Question

(1+sin a-cosa)/(1+sin a+cos a)= tan a/2​

Answer 1

$\sf\bf\large\dfrac{1 + sin \theta - cos\theta}{1 + sin\theta + cos\theta} = tan \dfrac{\theta}{2} \\\\\\L.H.S \longrightarrow\ \dfrac{1 + sin \theta - cos\theta}{1 + sin\theta + cos\theta}\\\\\\Re-writing \: the \: Equation:\\\\\\\dfrac{1 - cos \theta + sin\theta}{1 + cos\theta + sin\theta} \longrightarrow Equation 1$

We know the following Trigonometric Identities.

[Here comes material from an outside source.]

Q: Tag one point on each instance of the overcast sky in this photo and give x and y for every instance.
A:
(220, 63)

By Transposing them, We get;

• cos 2Θ = 2 cos²Θ -1

⇒ 2 cos²Θ = cos 2Θ + 1

⇒ 1 + cos 2Θ = 2 cos²Θ

⇒ $\sf\bf\large 1 + cos\: \theta = 2 cos^2 \dfrac{\theta}{2}$

• cos 2Θ = 1 - 2 sin²Θ

⇒ 2 sin²Θ = 1 - cos 2Θ

⇒ 1 - cos 2Θ = 2 sin²Θ

$\Rightarrow \bf{1 - cos \: \theta} = 2 sin^2 \dfrac{\theta}{2}}$

• sin 2Θ = 2 sinΘ cosΘ

$\sf\bf\large sin \theta = 2 \: sin \dfrac{\theta}{2} cos \dfrac{\theta}{2}$

Substituting in Equation 1:

$\sf\bf\large \dfrac{(1 - cos \theta) + sin\theta}{(1 + cos\theta) + sin\theta}$

$\dfrac{2 sin^2 \dfrac{\theta}{2} + 2 sin \dfrac{\theta}{2} cos \dfrac{\theta}{2} }{2 cos^2 \dfrac{\theta}{2} + 2 sin \dfrac{\theta}{2} cos \dfrac{\theta}{2} }$

Taking Common Factor out:

$\dfrac{2 sin \dfrac{\theta}{2} (sin \dfrac{\theta}{2} + cos \dfrac{\theta}{2} ) }{2 cos \dfrac{\theta}{2} (sin \dfrac{\theta}{2} + cos \dfrac{\theta}{2} )}$

Striking out the common numerator and denominator, we are left with:

$\dfrac{sin \dfrac{\theta}{2} }{cos \dfrac{\theta}{2} } \\\\\\\sf\bf\large tan \dfrac{\theta}{2} = R.H.S$

Hence proved.